How to make Azure Databricks cluster outbound connectivity consistent with 1 public outgoing IP address?
I've setup an Azure Databricks service that should get outbound connectivity through an Azure Firewall, which in turn makes sure that all outbound traffic is routed through a single public IP address.
As suggested by a Microsoft auto generated solution I have done the following:
- Used a VNet injected workspace, as suggested in this article (referenced by Microsoft):
- And applied this article (referenced by Microsoft):
https://kb.databricks.com/cloud/azure-vnet-single-ip
This works! Also when stopping and starting the Databricks cluster, the same public IP address is used.
However; when stopping and starting the firewall, on occasion the Databricks cluster cannot get outbound connectivity at all. Sometimes it works, sometimes it doesn't and I can't find a possible reason or inconsistency in the way things are invoked.
The method I'm using to stop and start the firewall (and Databricks cluster) is:
- Azure Automation invokes a script (via runbooks) at around 00:00 UTC that starts (allocates) the Azure Firewall (https://video2.skills-academy.com/en-us/azure/firewall/firewall-faq#how-can-i-stop-and-start-azure-firewall)
- A Databricks workflow is invoked at 00:15 UTC that starts the Databricks cluster, and runs a notebook taking at most 20 minutes)
- Azure Automation invokes a script (via runbooks) at around 01:00 UTC that stops (deallocates) the Azure Firewall (https://video2.skills-academy.com/en-us/azure/firewall/firewall-faq#how-can-i-stop-and-start-azure-firewall)
Yesterday this worked perfectly, today no luck and nothing has changed in the Azure setup.
The output of the start- and stop firewall scripts are 99% the same every time, with the only difference being new e-tags. Sometimes when I manually stop / start the Firewall it suddenly starts working, and a next time it doesn't. So basically: inconsistent behaviour without infra changes.

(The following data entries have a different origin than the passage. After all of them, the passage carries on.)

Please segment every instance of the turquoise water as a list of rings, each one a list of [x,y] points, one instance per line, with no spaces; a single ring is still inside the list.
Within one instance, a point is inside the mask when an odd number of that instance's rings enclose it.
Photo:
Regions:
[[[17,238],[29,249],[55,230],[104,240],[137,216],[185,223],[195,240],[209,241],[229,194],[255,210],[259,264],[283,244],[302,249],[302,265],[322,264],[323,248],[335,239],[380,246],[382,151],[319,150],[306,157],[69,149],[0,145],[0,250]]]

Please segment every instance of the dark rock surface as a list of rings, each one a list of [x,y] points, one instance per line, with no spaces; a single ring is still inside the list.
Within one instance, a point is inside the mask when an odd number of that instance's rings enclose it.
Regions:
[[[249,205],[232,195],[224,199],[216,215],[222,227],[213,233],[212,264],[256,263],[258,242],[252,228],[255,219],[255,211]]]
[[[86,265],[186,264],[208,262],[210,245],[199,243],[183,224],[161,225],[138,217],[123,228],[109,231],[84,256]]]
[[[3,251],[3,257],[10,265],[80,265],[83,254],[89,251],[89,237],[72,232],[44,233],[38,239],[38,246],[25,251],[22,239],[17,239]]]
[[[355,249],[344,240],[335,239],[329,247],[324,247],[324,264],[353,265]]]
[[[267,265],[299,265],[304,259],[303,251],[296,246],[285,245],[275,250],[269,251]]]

Things I've tried to fix the problem:
- One method:
- Stopping the firewall "manually" via the automation runbook
- Waiting for x amount of minutes to make sure it's actually stopped
- Starting the firewall manually via the automation runbook
- Starting the Databricks cluster either manually or via the workflow
- Checking for outbound connectivity with a simple http request
- Starting the Databricks cluster either manually or via the workflow
- Starting the firewall manually via the automation runbook
- Waiting for x amount of minutes to make sure it's actually stopped
- Stopping the firewall "manually" via the automation runbook
- Another method:
- Stopping and starting the firewall as described above
- Running a databricks notebook, which invokes the cluster start
- Checking for outbound connectivity with a simple http request
- Running a databricks notebook, which invokes the cluster start
- Stopping and starting the firewall as described above
As said: sometimes it works, sometimes it doesn't. When it doesn't; no outbound connectivity is possible at all.
Any suggestions as to where I could investigate the possible cause of this are much appreciated.